Capítulo 826
Después de que Anais terminó de hablar, platicó en inglés con el hombre afrodescendiente que los acompañaba. Así se enteró de lo peligroso que era ese pedazo de selva: decian que muchos agentes de todo el sudeste asiático venían a entrenar ahí, y solo quienes sobrevivian quince días podían presumir que ya estaban listos para entrarle a las misiones de verdad.
Eso la dejó pensativa. ¿Por qué Efraín la había traído justo a ese lugar, así de repente?
En el fondo, no le preocupaba tanto el peligro, siempre había confiado en sí misma. Pero si le parecia raro terminar ahí, como si todo fuera parte de algún plan que ella aún no entendía.
El hombre afrodescendiente los llevó hasta la entrada de la selva y les entregó una bengala.
-Si necesitan que los rescaten en helicóptero, solo la encienden y el helicóptero vendrá por
ustedes -les advirtió.”
Pero también les explicó que, por lo espeso de la selva, ni con bengala sería sencillo: hacía falta buscar un claro, un lugar alto donde la bengala se pudiera ver entre los árboles, porque ahi dentro los troncos llegaban a superar los cincuenta metros y casi no había ramas bajas donde subirse.

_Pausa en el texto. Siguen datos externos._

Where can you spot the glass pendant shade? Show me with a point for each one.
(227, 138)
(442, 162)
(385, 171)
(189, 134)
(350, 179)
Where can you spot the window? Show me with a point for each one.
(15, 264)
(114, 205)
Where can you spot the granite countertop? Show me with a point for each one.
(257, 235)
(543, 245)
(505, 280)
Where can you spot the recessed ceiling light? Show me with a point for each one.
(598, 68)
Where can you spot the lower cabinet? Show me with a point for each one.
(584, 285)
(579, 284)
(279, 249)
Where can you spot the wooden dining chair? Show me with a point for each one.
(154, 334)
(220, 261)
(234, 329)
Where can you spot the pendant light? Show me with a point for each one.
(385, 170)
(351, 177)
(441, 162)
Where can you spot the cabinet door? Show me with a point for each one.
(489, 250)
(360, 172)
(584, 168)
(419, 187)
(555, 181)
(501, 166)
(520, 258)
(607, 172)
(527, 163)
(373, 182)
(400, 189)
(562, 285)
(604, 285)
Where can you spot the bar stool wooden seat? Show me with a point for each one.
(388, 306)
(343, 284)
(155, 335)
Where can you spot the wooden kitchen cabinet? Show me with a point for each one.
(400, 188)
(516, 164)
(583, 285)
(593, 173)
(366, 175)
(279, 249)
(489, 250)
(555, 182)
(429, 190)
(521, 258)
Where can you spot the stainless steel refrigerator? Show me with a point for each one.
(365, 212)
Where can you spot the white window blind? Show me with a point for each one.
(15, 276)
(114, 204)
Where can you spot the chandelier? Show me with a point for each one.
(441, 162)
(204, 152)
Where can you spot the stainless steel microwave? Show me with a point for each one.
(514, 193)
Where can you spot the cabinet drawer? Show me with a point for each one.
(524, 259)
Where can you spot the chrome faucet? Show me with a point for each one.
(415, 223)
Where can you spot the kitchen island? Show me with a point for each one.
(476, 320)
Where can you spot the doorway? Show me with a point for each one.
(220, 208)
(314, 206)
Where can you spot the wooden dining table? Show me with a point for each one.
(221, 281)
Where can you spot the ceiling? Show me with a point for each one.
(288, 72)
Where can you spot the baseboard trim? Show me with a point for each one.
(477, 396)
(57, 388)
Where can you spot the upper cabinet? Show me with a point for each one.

Además, dentro de la selva no solo había animales salvajes. Era común toparse con agentes sin escrúpulos, que robaban las bengalas de los demás a la menor oportunidad. Esa gente ya había visto demasiada muerte, y la vida de los otros no les importaba lo más mínimo.
El hombre afrodescendiente le dijo a Efrain, en tono serio, que todavía podia echarse para atrás si quería. Alguien como él, con su estatus, no tenía por qué arriesgarse así.
Pero Efraín solo apretó la mano de Anaís y los dos entraron.
Por un momento, a Anais le pareció absurdo todo. Si se quedaban ahí para siempre, tal vez él hasta se alegraría, así no tendría que enfrentar lo que les esperaba afuera.
Al principio, lo único que se oía era el canto de los bichos y el crujido de las hojas. Cuando cayó la tarde, la oscuridad lo cubrió todo en cuestión de minutos.
Anais miró a Efraín. Él jugaba con una flor entre los dedos, tan tranquilo como si estuviera en el patio de su casa.
Ella, en cambio, se puso a preparar una fogata. Esa noche, los dos dormirian ahi, bajo una piedra que sobresalía lo suficiente como para protegerlos de la lluvia.
-¿Ya habías venido antes? -le preguntó.
Efraín dobló los dedos, apartando la flor-. Si
Por su tono, parecía que había estado ahi muchas veces.
Anais terminó de encender la fogata, sacó una bolsa de galletas y se la lanzó.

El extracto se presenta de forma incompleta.